AK: Not every architect has the luxury, however. I think Tim is talking about architects who don’t want to do the interiors. I am not saying that architects should always do their interiors, but at the very least they should choose the designer that they want to work with, who understands their work.

Decorators envy architects, because architects have technical knowledge about things like drains and structures. Consequently, they are able to get away with much more than the decorator. Architects can dazzle the clients with this expertise. Also, clients are much more involved in the finishes of domestic things inside the house than the actual building itself, because that’s what they see and touch every day. Therefore, it can be incredibly complicated when they have to decide among five different finishes for a door handle. The trick is, actually, you don’t let them know there are choices. Because that can make them crazy.

The architect is usually the luckier of the two, and it’s actually less stressful to be an architect from a decorator’s point of view, because as a decorator there are lots of changes. With an architect, admittedly, you get lots of change orders that drive you crazy.
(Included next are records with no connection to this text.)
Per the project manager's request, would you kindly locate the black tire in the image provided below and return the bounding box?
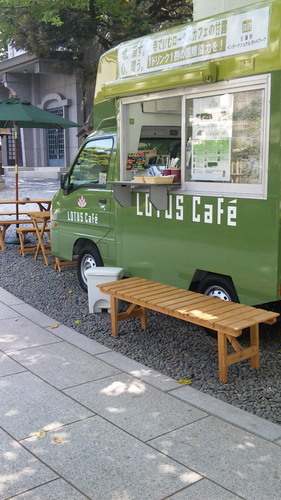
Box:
[197,274,239,337]
[197,274,239,302]
[77,243,103,292]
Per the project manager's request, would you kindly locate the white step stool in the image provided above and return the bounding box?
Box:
[85,266,124,313]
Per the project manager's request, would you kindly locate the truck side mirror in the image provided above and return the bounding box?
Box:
[60,173,70,193]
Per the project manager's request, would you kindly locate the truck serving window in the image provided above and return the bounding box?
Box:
[121,75,270,198]
[186,89,264,188]
[70,137,113,189]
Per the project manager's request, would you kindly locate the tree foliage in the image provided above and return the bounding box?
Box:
[0,0,192,60]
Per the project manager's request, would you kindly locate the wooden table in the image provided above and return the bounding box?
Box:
[0,198,52,211]
[0,198,52,251]
[30,210,50,266]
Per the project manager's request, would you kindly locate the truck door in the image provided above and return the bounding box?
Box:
[54,137,113,248]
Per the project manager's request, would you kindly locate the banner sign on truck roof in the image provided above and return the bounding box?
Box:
[118,6,269,79]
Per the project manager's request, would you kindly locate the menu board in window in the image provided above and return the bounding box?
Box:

But when you are a decorator and have ordered ten thousand dollars worth of furniture on the client’s say-so, and then they change their mind: “Can you send it back?” It’s not the same as architecture: if the client asks for a copper roof and it’s put on the building, the client can’t say, “I didn’t want a copper roof, I’m not paying for a copper roof.”

The actual manufacturing wing of the design business is one of the most grossly inefficient industries in America, and the reason they can get away with it is they have an apologist permanently in front of them in the form of the decorator. The decorator is always there explaining to the client why something’s twelve weeks late. And that’s why clients often dislike their decorators. And it’s not their fault. The manufacturers are allowed to exist because the decorator is always there to smooth things over. Take the decorator away and that part of the industry will be forced to be more efficient, like Pottery Barn and Crate and Barrel. Those companies couldn’t stay in business if they were like the companies, let’s say, in the Pacific Design Center, bless their hearts.

When you go into a showroom in the PDC and you select ten fabric samples, you will find—when you have seen all the fabric, and you start writing out your order—that probably only three or four are available. They have been discontinued. And you ask yourself, “Why don’t they take them off the floor?” Or you put the order in, you’ve got client approval, you’ve got the sample. And three weeks later it comes back, “Oh no, we can’t fill your order. Its just been discontinued.” And you think, “Oh, my God.” So you have to go through the whole process again.

arcCA: So you have convinced the client that this is the best thing in the universe. Then you have to go back to them and say, “Well, now we can’t get the best thing. How about the next best thing?”

AK: And does that make you look good? I don’t think so. No wonder clients have trouble with decorators. Decorators are the whipping posts of the design world!